給仕の一人が扉を開けて、俺たちに頭を下げる。俺たちは「ごちそうさま」と声をかけて食堂から出る。一人が案内に付いてこようとしたが、俺たちは遠慮した。
そして二人で仄かに明るい廊下を歩く。
「あんたの掌は本当に気持ちいいねぇ」
寄り添ってくるタナさんである。悪くない。
「本当は剣なんて持つべきではない男の手だ」
「タナさん……俺さ」
「男のことはお見通し、さ」
タナさんは囁く。
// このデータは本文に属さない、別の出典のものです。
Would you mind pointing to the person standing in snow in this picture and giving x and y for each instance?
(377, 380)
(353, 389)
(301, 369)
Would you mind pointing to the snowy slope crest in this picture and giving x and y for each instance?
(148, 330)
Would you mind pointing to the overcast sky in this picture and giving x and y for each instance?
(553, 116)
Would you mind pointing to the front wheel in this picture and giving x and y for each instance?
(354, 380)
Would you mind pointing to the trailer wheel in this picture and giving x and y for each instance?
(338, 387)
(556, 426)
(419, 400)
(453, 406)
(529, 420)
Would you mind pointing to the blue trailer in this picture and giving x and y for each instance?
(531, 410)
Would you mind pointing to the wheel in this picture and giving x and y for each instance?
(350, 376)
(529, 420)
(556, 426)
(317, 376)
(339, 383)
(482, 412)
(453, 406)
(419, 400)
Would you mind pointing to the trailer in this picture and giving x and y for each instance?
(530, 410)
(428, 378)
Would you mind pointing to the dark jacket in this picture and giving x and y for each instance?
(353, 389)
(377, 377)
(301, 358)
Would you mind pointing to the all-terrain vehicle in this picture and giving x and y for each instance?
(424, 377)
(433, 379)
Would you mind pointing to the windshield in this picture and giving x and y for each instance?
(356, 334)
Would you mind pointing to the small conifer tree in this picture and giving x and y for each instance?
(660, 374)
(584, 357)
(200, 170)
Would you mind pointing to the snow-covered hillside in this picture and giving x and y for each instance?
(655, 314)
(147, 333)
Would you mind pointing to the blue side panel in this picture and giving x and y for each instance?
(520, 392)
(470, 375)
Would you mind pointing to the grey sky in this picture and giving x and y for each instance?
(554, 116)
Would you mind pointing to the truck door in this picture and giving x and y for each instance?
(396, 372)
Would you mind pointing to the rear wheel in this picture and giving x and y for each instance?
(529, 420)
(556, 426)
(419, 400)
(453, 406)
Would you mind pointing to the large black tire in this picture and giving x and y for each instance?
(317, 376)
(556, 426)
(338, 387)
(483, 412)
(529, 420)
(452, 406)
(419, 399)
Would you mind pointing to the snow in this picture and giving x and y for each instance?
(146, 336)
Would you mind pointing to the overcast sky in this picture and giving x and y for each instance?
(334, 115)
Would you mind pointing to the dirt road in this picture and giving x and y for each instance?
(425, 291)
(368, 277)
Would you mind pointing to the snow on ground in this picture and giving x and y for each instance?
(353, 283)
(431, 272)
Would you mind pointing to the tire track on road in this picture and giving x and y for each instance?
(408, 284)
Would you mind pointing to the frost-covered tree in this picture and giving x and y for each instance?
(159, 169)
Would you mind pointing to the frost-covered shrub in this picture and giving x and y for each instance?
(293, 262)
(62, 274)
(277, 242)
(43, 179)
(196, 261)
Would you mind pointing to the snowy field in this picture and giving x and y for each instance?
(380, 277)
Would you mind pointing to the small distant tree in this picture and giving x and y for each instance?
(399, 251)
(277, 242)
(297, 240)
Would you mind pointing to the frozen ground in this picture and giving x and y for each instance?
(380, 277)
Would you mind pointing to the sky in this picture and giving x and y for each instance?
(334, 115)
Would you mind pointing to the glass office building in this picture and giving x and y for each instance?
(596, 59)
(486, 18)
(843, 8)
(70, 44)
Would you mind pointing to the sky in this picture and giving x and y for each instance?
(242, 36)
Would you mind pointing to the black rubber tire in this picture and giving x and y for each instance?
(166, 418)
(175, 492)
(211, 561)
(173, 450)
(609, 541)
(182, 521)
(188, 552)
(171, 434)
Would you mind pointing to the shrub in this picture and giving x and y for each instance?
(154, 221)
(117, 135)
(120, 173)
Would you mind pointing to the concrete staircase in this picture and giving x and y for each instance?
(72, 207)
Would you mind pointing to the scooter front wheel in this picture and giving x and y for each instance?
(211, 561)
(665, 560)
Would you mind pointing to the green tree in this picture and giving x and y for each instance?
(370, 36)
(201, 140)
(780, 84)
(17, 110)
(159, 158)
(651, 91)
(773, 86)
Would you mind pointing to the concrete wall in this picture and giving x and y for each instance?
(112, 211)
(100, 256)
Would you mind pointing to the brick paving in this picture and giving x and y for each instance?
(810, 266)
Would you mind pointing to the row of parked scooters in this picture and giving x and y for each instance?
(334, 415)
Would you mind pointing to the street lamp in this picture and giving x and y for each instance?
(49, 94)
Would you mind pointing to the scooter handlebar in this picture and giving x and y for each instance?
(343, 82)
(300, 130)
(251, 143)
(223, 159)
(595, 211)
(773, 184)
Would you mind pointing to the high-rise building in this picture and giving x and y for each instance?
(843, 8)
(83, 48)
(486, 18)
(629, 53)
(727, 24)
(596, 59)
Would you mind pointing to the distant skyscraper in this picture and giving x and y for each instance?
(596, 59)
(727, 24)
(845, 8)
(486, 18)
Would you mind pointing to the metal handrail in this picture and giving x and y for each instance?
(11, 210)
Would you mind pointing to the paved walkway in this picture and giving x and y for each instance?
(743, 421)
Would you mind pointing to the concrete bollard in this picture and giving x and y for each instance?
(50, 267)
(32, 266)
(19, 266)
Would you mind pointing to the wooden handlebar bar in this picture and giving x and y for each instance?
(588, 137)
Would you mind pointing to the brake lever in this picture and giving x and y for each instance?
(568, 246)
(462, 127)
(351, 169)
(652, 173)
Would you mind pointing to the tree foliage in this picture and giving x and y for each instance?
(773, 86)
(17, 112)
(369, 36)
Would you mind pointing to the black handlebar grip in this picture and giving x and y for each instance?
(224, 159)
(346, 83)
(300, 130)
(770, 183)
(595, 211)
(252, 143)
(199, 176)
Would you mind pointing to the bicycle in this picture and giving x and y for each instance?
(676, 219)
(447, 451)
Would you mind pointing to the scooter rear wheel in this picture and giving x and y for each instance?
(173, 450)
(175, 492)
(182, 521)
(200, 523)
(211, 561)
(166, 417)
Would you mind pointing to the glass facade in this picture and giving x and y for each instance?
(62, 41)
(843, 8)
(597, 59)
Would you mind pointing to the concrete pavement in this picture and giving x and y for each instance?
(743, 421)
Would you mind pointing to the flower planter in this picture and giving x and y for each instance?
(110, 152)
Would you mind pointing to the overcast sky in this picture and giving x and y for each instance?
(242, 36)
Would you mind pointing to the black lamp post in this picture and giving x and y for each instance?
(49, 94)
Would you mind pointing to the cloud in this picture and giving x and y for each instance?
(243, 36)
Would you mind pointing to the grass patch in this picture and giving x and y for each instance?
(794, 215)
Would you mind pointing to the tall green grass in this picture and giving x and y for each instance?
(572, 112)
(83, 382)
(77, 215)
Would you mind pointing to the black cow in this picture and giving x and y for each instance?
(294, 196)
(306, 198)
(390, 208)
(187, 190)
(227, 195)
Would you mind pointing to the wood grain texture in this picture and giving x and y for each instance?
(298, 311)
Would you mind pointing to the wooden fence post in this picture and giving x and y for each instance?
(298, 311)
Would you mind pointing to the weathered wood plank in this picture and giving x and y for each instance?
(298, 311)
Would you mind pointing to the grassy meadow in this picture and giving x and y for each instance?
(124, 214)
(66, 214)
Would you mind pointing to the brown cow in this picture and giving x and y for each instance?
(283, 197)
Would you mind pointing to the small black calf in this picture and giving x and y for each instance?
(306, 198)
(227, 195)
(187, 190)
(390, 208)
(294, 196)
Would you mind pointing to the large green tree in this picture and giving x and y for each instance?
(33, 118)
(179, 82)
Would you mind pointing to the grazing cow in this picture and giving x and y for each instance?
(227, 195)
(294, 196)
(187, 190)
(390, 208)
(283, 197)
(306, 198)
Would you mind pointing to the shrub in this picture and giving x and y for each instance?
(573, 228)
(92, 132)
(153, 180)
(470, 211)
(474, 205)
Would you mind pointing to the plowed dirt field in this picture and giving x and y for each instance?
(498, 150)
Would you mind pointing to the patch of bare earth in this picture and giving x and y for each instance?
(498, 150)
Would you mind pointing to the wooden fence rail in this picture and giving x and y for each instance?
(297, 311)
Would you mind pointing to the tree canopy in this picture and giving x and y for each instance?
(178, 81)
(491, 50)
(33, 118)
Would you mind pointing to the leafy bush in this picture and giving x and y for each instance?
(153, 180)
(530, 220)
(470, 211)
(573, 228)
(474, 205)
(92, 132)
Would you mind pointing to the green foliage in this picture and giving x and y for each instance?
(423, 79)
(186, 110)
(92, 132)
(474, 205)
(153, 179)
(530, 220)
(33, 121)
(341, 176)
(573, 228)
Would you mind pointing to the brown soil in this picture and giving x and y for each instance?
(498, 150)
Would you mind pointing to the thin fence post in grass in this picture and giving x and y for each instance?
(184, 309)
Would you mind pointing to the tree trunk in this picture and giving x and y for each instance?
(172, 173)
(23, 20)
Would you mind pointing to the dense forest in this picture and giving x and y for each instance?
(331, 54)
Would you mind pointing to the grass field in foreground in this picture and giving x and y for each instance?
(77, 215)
俺は言葉を続けられない。ゆっくりと歩いて、俺たちはさっきまでいた部屋に戻ってきた。
そこで気がついた。
「ベッドが一つ……」
「今気付いたのかい」
大きなソファが二つ、キングサイズのベッドが一つ。タナさんはどこか妖艶に微笑んだ。
「リヴィとウェラがベッド……かな?」
「何言ってるんだい。アタシとあんただよ」
「え……?」
「え、じゃない」
タナさんはピシャリと言う。
「さて」
タナさんはベッドに腰掛けた。そして俺を引き寄せる。
「……っ!」
腰に痛み――とか言っていられる状況ではなかった。これ、傍目に見たら、俺がタナさんを押し倒したように見えるじゃないか。
傍目、なんてありはしないのだが。
「ははっ! イイトシして、何をキョドってるんだよ、エリさん」
「……まずは肩でも揉もう」
そう提案すると、タナさんは俺の下でうっすらと微笑んだのだった。